As for the state, Cicero believed that it was the natural result of the social instincts of man. Moreover, participation in the business of the state was the highest function to which men could aspire. For there is really no other occupation in which human virtue approaches more closely the August function of the Gods. Cicero thus followed the earlier Greek and later Stoic idea of the state as a rational and desirable institution rather than viewing the state as an artificial creation resulting from self-interest.
Cicero also undertook to classify governments and to consider their respective merits. Here he followed Polybius. The three simple forms of government are monarchy, aristocracy, and democracy. Each is possessed of certain advantages, but each is subject to decay that results in a corrupt form and leads to a cycle of revolutions. Of these forms, Cicero considered monarchy best, aristocracy next, with democracy least desirable. He preferred, however, a mixed form of government, combining the excellence of each, and represented the republican system of Rome as a perfect example of the checks and balances needed for stability and good government.
Cicero followed the De Republica, containing most of the ideas discussed above, with the De Legibus. As in the De Republica, he was again obviously influenced by Plato. But in contrast to the Laws of Plato, which modified and made more practical the earlier ideals of Plato’s Republic, Cicero in his De Legibus developed further the same line of thought that appeared in his De Republica. He insisted that all civil law must be founded upon the principles of natural reason, and that an enactment that contravened the law of nature had no force as law.
Fifteen centuries later this idea was still effective in European political life. He urged upon Roman citizens high ideals of patriotism and of justice. Holding that all men are subject to the same natural principles of right, he taught a cosmopolitanism similar to that of the Stoics. Guided by these principles, Cicero, like Plato, designed a detailed constitutional and civil code that would conform to the principles of the law of nature. Only fragments of this code survive.
There was little that was original in the political thought of Cicero. His chief work was to transmit Greek ideas to Roman thought, but in this process a distinct change of emphasis took place. The Stoic cosmopolitanism, which among the Greeks reflected the decadence of their political importance, became at Rome the theory of an actual world-empire and represented a proud self-consciousness of an historical mission.

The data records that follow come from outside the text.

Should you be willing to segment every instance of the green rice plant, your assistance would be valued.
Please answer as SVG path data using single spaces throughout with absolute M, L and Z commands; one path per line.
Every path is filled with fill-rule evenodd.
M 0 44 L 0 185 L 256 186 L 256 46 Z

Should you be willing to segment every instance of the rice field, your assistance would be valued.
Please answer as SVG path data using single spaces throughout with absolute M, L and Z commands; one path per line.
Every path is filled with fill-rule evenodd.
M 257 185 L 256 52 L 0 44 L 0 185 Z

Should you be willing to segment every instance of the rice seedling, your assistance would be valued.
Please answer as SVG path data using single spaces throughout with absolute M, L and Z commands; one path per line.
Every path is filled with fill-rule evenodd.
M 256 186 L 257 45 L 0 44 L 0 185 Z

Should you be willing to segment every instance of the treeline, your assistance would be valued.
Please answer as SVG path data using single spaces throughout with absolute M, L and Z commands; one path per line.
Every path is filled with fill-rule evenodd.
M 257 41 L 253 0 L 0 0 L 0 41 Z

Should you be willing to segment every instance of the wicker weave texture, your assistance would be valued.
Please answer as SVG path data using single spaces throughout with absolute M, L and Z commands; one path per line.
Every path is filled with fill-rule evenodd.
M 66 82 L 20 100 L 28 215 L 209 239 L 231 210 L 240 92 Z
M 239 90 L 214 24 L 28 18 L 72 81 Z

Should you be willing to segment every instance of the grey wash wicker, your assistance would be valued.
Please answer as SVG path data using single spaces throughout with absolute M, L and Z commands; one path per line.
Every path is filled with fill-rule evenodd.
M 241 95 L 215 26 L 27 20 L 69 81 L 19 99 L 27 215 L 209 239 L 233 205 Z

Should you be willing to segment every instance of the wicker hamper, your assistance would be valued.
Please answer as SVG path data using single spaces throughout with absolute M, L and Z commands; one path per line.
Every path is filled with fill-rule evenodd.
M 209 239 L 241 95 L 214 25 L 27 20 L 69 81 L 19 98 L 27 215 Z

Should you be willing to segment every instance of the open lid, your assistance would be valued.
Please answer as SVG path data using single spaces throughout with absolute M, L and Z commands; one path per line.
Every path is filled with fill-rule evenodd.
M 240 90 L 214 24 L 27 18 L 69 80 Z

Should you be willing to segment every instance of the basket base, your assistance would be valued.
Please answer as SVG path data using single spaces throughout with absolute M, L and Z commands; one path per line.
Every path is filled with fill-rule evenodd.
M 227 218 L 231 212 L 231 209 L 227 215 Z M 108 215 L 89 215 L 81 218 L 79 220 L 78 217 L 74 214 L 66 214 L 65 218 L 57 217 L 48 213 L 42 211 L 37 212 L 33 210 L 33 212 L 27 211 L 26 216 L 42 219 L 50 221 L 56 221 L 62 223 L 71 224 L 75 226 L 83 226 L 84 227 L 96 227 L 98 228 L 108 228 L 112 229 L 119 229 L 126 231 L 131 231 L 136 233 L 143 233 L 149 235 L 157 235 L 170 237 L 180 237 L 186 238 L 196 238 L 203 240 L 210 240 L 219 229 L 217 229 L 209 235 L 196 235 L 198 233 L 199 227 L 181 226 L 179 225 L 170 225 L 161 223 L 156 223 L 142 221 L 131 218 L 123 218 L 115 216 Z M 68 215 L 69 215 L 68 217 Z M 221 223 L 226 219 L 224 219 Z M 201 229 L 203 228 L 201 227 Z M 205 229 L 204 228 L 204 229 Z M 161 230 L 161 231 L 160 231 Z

Cicero made the law of nature the basis for a system of law consciously framed to be of world-wide application. All men, possessing equal rights, were destined by nature to be ruled by universal principles. Hence a satisfactory basis for the empire was established, the Roman power seeming providentially destined to carry out the work of divine reason.
Although Cicero’s writings exerted only a mild influence upon the politics of his day, when factional strife was bitter and patriotism was declining, his ideas of justice and natural law sank deeply into Roman legal thought and profoundly influenced the later imperial jurists and the early Christian writers. And his idea of world unity and of universal law and authority remained the central principle of political thought throughout the whole medieval period.